We read with interest the article from Noureddin et al. demonstrating that interleukin-28B (IL28B) CC genotype was associated with greater hepatic inflammation, higher alanine aminotransferase (ALT), and worse clinical outcomes in patients with chronic hepatitis C virus (HCV) infection. However, we wonder whether the authors considered adjusting for HCV RNA levels? The hypothesis would be that the relationship between IL28B CC genotype and increased disease progression may be confounded by HCV RNA levels in those with the IL28B CC genotype.

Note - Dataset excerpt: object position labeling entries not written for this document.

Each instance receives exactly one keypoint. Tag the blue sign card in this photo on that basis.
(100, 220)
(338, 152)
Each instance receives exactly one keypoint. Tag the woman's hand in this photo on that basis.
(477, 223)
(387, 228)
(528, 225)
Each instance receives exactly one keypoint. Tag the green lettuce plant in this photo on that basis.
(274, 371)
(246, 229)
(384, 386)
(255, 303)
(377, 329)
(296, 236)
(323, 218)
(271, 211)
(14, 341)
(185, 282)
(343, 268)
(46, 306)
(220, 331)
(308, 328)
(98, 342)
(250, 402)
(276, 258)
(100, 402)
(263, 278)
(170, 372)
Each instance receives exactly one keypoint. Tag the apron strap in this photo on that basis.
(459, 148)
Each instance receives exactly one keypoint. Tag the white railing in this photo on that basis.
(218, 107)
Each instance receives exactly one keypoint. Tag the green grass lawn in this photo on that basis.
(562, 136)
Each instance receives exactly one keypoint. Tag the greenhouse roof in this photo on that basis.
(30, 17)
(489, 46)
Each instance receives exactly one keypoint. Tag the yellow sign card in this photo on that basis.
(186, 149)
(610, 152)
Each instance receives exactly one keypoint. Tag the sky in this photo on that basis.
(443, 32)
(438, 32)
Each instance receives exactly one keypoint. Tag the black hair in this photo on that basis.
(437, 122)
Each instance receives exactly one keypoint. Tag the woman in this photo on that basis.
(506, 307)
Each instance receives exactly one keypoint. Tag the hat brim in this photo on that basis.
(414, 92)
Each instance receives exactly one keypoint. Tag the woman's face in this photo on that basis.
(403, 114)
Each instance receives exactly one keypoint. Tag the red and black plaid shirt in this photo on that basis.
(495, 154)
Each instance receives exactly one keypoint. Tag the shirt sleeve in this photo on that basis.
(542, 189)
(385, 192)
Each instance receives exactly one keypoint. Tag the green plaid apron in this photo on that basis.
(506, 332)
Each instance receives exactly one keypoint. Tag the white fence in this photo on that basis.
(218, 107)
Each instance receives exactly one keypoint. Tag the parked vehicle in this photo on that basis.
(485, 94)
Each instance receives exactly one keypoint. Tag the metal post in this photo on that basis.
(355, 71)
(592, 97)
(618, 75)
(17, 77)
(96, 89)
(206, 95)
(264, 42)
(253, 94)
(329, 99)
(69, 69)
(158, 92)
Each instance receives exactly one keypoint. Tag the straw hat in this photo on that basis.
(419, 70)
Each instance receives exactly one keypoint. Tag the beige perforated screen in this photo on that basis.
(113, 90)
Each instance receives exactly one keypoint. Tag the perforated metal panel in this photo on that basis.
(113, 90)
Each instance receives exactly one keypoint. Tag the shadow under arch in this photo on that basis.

Individuals with the IL28B CC genotype have higher HCV RNA levels during acute and chronic infection. In the InC3 Study, a collaborative of nine prospective international cohorts of acute HCV infection, among those with untreated persistent HCV infection and HCV RNA levels 12 months following infection (n = 224), male gender (versus female, adjusted odds ratio [AOR] = 2.38; 95% confidence interval [CI] = 1.19-4.76; P = 0.02), IL28B CC genotype (versus TT/CT, AOR = 2.26; 95% CI = 1.21-4.20; P = 0.03), and HCV genotype 1 (versus genotype 3, AOR = 2.13; 95% CI = 1.03-4.55; P = 0.04) were independently associated with high HCV RNA levels at 12 months following infection.
Although studies have suggested that HCV RNA levels are not associated with disease progression, HCV RNA may mediate liver disease progression by cumulative HCV RNA exposure (over the duration of infection) or by absolute HCV RNA levels (by way of immune responses and/or hepatic inflammation). It is possible that HCV RNA levels have greater clinical effect in later stages of liver disease.
To better understand the independent effect of IL28B genotype on HCV natural history, the impact of HCV RNA levels should be considered as a potential confounder which may partially explain or contribute to the observed associations or lack thereof. This important work could shed light on whether increased HCV RNA levels or cumulative HCV RNA exposure among those with IL28B CC genotype has any impact on HCV natural history during advanced disease. We urge the authors to assess whether HCV RNA levels and duration of infection were associated with outcomes measured in their study and whether this varied by IL28B genotype.